Interesting guys in August: Osage County
I am noticing a pattern. Guys in films are being presented as more than heroes (or less than heroes but always more interesting). I first noticed it in The Hurt Locker. This is a story of a guy who is spectacularly heroic but an abysmal failure at taking it to the next level of maturity i.e.. being the Warrior King who can cross the distance between himself and another. Sergeant William James couldn’t stand the fate worse than death of allowing his heart to exist in someone else. He couldn’t see the deeper meaning in buying the groceries and being there for his son.
Enter August: Osage County. We have a family of women and the men who love them (or try to love them). The mother is a Hag. Her unaddressed childhood wounds are causing her to poison those who love her. As she becomes more powerful, she becomes more dangerous. Her husband plays the martyr, and escapes in alcohol until it doesn’t work and then he finds a more permanent escape. What was really needed of him was to stand up for something better he once saw in his wife and help her find a way back to it by building a limit to her bad behaviour. She is out of control and it is not helping her or anyone who loves her. Ultimately she is responsible for addressing her issues but he could be the cold slap that brings her to her senses long enough to get on track. We all need a little help sometimes. It needs to come from someone who loves us and reminds us of what is good in us.

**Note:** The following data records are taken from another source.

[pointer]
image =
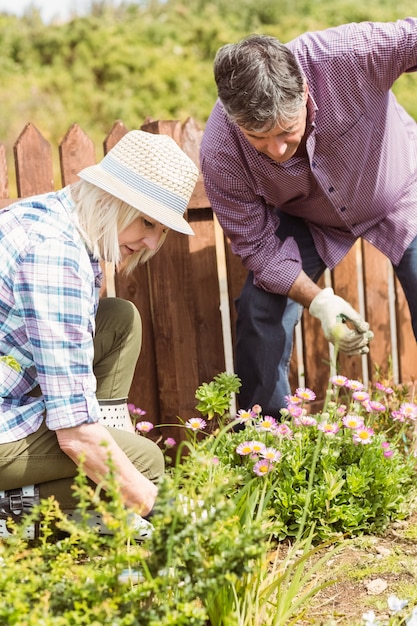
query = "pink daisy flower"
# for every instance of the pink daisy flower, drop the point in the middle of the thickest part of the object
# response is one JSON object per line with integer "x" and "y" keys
{"x": 352, "y": 421}
{"x": 144, "y": 427}
{"x": 258, "y": 447}
{"x": 266, "y": 424}
{"x": 338, "y": 380}
{"x": 170, "y": 442}
{"x": 283, "y": 430}
{"x": 263, "y": 467}
{"x": 363, "y": 435}
{"x": 409, "y": 410}
{"x": 387, "y": 450}
{"x": 360, "y": 396}
{"x": 195, "y": 423}
{"x": 244, "y": 448}
{"x": 243, "y": 416}
{"x": 305, "y": 394}
{"x": 355, "y": 385}
{"x": 293, "y": 400}
{"x": 328, "y": 428}
{"x": 308, "y": 420}
{"x": 271, "y": 454}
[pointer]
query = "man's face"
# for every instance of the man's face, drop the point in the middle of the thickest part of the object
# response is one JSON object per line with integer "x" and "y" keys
{"x": 280, "y": 143}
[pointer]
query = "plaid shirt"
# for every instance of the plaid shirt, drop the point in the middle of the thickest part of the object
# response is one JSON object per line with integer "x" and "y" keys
{"x": 49, "y": 287}
{"x": 360, "y": 177}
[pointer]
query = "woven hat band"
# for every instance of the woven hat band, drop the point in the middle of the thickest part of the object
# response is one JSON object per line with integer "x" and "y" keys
{"x": 144, "y": 186}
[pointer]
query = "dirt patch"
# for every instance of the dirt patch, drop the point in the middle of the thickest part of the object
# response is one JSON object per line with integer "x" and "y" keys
{"x": 365, "y": 573}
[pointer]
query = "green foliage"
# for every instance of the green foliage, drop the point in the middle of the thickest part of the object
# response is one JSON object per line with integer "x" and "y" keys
{"x": 146, "y": 59}
{"x": 323, "y": 474}
{"x": 214, "y": 557}
{"x": 215, "y": 397}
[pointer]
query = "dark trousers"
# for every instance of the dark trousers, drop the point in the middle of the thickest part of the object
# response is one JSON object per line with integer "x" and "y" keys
{"x": 266, "y": 321}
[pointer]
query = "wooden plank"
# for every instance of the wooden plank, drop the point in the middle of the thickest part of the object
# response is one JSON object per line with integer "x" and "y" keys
{"x": 407, "y": 346}
{"x": 4, "y": 178}
{"x": 117, "y": 131}
{"x": 377, "y": 307}
{"x": 33, "y": 159}
{"x": 205, "y": 287}
{"x": 191, "y": 142}
{"x": 76, "y": 151}
{"x": 173, "y": 311}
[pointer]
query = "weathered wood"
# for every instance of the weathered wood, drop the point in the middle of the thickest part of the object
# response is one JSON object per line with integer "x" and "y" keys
{"x": 206, "y": 297}
{"x": 33, "y": 159}
{"x": 76, "y": 151}
{"x": 118, "y": 131}
{"x": 178, "y": 293}
{"x": 407, "y": 346}
{"x": 191, "y": 141}
{"x": 4, "y": 177}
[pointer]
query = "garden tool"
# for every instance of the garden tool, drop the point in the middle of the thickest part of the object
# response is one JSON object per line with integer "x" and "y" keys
{"x": 14, "y": 504}
{"x": 115, "y": 413}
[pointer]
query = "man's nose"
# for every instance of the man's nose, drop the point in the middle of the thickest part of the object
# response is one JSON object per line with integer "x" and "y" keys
{"x": 276, "y": 147}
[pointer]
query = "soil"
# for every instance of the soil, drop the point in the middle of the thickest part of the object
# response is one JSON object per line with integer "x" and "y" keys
{"x": 366, "y": 571}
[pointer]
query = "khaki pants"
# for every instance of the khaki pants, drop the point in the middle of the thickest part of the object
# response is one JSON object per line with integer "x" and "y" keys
{"x": 37, "y": 459}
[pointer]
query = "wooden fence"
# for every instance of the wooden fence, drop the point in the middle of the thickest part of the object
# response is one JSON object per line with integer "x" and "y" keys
{"x": 185, "y": 294}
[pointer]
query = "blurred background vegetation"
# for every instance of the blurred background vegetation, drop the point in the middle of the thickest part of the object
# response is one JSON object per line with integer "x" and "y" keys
{"x": 147, "y": 59}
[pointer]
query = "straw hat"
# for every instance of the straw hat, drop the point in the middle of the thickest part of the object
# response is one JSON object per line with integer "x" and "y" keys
{"x": 151, "y": 173}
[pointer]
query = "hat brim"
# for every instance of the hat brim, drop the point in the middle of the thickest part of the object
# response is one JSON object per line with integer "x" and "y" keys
{"x": 149, "y": 206}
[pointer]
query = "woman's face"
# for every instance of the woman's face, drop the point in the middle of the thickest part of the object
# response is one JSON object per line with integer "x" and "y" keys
{"x": 142, "y": 233}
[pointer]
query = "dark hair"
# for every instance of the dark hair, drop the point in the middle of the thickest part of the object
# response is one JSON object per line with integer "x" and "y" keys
{"x": 259, "y": 82}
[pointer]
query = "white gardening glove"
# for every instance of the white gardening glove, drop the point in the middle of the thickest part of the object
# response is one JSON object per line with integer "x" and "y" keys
{"x": 334, "y": 313}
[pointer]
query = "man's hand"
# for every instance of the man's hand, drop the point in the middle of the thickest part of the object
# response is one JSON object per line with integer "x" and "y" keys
{"x": 336, "y": 316}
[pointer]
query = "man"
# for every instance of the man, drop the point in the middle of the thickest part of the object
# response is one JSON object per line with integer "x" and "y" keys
{"x": 305, "y": 151}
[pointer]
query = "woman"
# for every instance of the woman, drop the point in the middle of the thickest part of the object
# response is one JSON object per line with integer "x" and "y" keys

We see this behaviour in the Uncle Charlie (Chris Cooper). He clearly has a warmth for his wife but there comes a point where he will not stay silent about her abusive behaviour. He is the Warrior King and I loved him in that moment (although I did wish it hadn’t taken him decades to figure this out).

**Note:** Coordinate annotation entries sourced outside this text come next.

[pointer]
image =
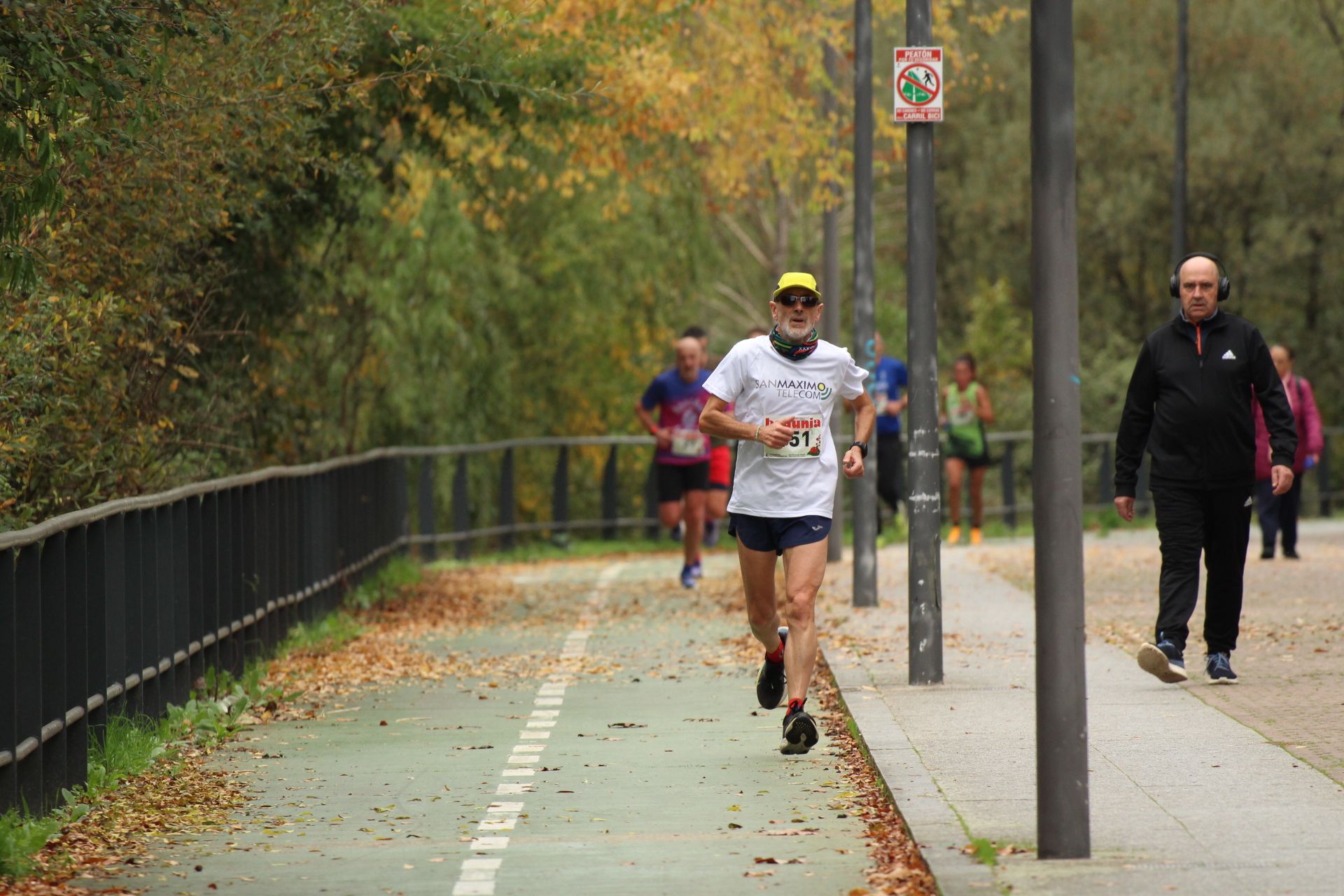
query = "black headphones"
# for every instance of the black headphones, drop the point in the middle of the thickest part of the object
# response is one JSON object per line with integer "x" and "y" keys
{"x": 1225, "y": 285}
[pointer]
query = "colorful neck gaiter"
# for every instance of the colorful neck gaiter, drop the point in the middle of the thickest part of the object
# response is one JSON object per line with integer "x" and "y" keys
{"x": 793, "y": 351}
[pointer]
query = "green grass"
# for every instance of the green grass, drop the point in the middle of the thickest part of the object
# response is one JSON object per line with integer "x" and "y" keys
{"x": 330, "y": 633}
{"x": 127, "y": 748}
{"x": 130, "y": 746}
{"x": 986, "y": 852}
{"x": 398, "y": 573}
{"x": 565, "y": 548}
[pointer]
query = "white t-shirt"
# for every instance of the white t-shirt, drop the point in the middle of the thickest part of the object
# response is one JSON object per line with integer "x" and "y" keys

It was Julia Robert’s husband Bill (Ewan McGregor) who really pissed me off. He put so much effort into appearing to be the sane, level headed one to his daughter.. Bill makes the point that he was the one trying to be loving by placing his hand on his wife’s knee while driving with the daughter in the back. So desperate to feed his ego with an image of being a nice guy he puts his efforts into making a bond with his daughter. She is young and easy to impress. He never notices how his behaviour is driving a wedge between mother and daughter to the detriment of both. He is only thinking of preserving his self image. Of all the things worth preserving in these relationships, he picks the one thing that should die. I found it to be truly haunting when the daughter drives off with the dad completely unaware of how she is being used.

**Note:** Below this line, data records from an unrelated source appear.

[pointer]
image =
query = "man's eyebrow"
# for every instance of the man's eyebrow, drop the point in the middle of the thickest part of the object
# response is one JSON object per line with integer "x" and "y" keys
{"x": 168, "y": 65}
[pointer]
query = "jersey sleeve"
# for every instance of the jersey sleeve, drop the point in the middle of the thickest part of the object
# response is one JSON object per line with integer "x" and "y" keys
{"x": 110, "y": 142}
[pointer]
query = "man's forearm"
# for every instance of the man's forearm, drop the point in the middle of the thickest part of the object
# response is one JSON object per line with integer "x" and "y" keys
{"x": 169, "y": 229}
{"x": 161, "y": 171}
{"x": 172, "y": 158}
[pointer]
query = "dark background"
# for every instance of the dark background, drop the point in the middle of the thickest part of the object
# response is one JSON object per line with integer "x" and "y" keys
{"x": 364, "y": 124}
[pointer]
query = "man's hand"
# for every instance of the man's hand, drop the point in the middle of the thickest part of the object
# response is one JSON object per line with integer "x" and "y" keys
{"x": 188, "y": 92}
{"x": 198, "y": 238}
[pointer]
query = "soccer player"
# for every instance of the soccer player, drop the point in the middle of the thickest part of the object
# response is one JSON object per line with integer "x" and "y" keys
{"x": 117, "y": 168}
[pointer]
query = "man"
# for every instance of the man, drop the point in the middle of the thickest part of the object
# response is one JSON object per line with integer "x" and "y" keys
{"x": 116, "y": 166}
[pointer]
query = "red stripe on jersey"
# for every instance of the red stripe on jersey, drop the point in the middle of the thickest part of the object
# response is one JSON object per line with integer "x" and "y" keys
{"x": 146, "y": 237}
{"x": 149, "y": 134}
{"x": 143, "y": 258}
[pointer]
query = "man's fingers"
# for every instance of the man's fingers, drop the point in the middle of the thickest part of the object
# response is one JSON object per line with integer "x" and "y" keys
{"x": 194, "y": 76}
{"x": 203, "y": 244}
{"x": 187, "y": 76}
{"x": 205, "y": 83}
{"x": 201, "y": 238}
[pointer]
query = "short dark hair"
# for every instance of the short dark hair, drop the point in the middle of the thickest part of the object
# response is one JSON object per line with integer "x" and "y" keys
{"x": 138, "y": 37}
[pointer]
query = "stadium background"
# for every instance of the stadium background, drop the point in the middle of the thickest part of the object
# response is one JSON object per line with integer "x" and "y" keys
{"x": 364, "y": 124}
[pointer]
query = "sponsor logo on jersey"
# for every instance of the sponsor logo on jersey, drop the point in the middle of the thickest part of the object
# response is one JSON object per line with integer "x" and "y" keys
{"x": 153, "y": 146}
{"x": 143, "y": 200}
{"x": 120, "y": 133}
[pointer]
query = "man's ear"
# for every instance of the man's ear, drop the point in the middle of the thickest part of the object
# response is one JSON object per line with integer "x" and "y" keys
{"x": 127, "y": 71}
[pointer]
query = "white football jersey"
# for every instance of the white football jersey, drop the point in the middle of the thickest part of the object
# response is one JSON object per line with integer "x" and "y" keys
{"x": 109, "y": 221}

This is the same daughter-father relationship as the one seen in Saving Mr. Banks. The father puts his effort into forming a bond with his daughter because she is a representation of the feminine but in a naive way, completely accepting of his weaknesses. The daughter grows into a woman that is stuck in a cycle of trying to save her father and be true to their bond. But it was a misplaced bond. He didn’t model the type of love she should expect for herself by loving her mother in an adult way. Instead he made his daughter his ally in his weakness. A truly coward-like move.
It is rewarding and somehow hopeful to see movies exploring the roles of men in a more nuanced way. There is a quest for maturity beyond the hero that is wonderful to see.